Revenue Report by Category

db.orders.aggregate([
  { $match: { status: "completed" } },
  {
    $group: {
      _id:        "$category",
      revenue:    { $sum: "$amount" },
      orderCount: { $sum: 1 },
      avgOrder:   { $avg: "$amount" },
      maxOrder:   { $max: "$amount" }
    }
  },
  { $sort: { revenue: -1 } },
  { $limit: 10 }
])

Deduplication via $group

// Remove duplicate emails — keep first occurrence (sorted by _id)
db.signups.aggregate([
  { $sort: { _id: 1 } },
  {
    $group: {
      _id:       "$email",
      docId:     { $first: "$_id" },    // earliest _id for this email
      name:      { $first: "$name" },
      createdAt: { $first: "$createdAt" }
    }
  },
  { $project: { _id: "$docId", email: "$_id", name: 1, createdAt: 1 } }
])

Collect Distinct Values

// Get all distinct tags across all articles
db.articles.aggregate([
  { $unwind: "$tags" },
  { $group: { _id: "$tags" } },
  { $sort:  { _id: 1 } }
])
// Equivalent to: db.articles.distinct("tags") — use distinct() for simplicity

// Collect all unique tags PER category (array per group)
db.articles.aggregate([
  { $unwind: "$tags" },
  {
    $group: {
      _id:  "$category",
      tags: { $addToSet: "$tags" }   // unique set, not ordered
    }
  }
])

Top-N per Group (Top Customer per Region)

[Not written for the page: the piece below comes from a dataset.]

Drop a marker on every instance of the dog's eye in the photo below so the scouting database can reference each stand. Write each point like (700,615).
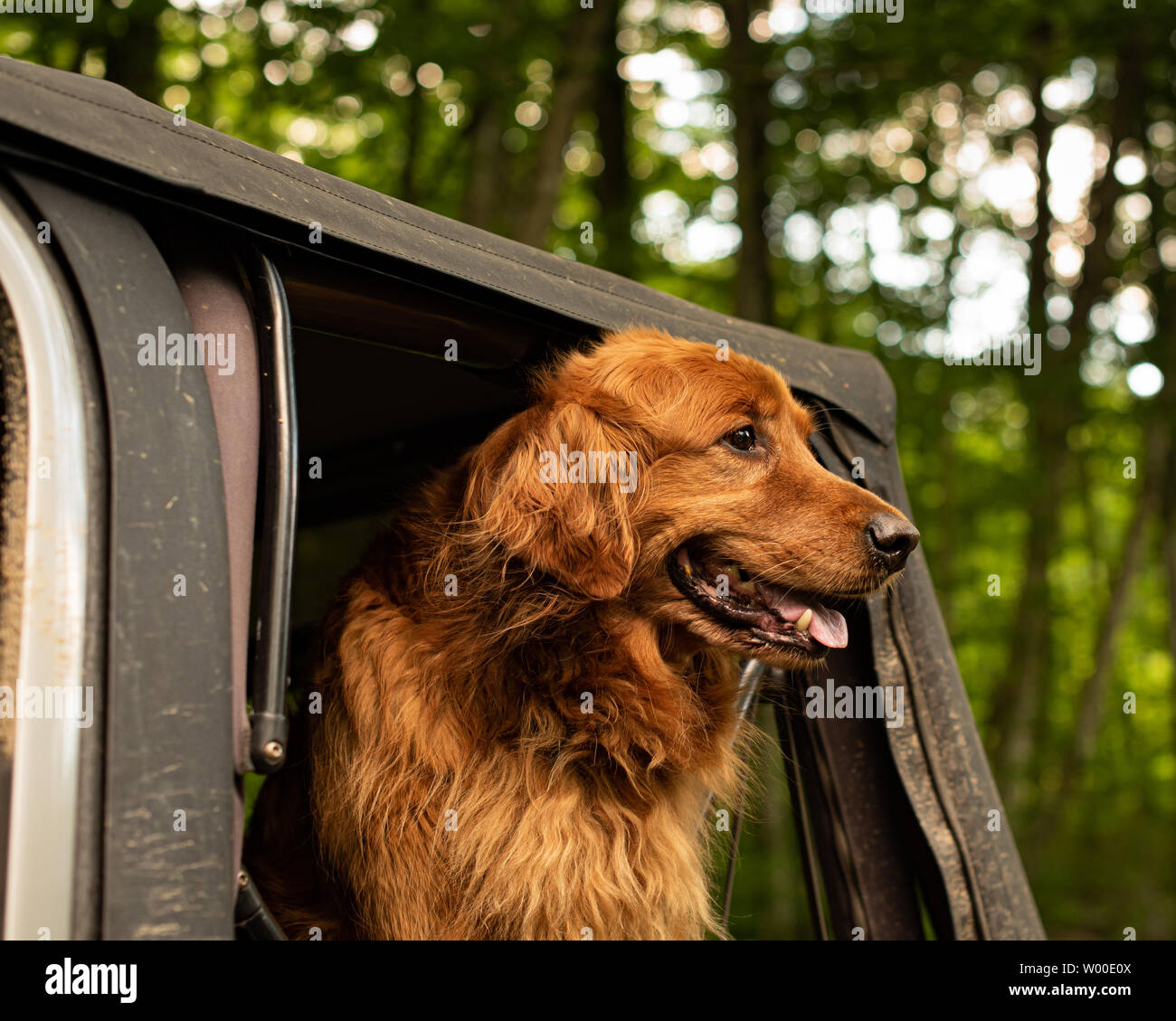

// Get the top-spending customer per region
db.orders.aggregate([

  // 1. Group by customer + region to get customer totals
  {
    $group: {
      _id:    { region: "$region", customerId: "$customerId" },
      spend:  { $sum: "$amount" }
    }
  },

  // 2. Sort by spend descending within each region
  { $sort: { "_id.region": 1, spend: -1 } },

  // 3. Re-group by region, collecting top customer (first = highest spend)
  {
    $group: {
      _id:            "$_id.region",
      topCustomer:    { $first: "$_id.customerId" },
      topCustomerSpend: { $first: "$spend" }
    }
  }
])

Count Only — $group vs $count

// Total document count — three equivalent ways
db.col.aggregate([ { $group: { _id: null, n: { $sum: 1 } } } ])
db.col.aggregate([ { $count: "n" } ])              // cleaner syntax
await collection.countDocuments({})                // driver method — fastest

// Count per group — must use $group
db.col.aggregate([ { $group: { _id: "$status", count: { $sum: 1 } } } ])
TIP
When you need a simple total count, countDocuments() is faster than an aggregation pipeline — it runs a query with no data processing. Use $group when you need counts per group or combined with other accumulators in the same stage. Use the $count stage when you need the final count of documents after filtering/transformation.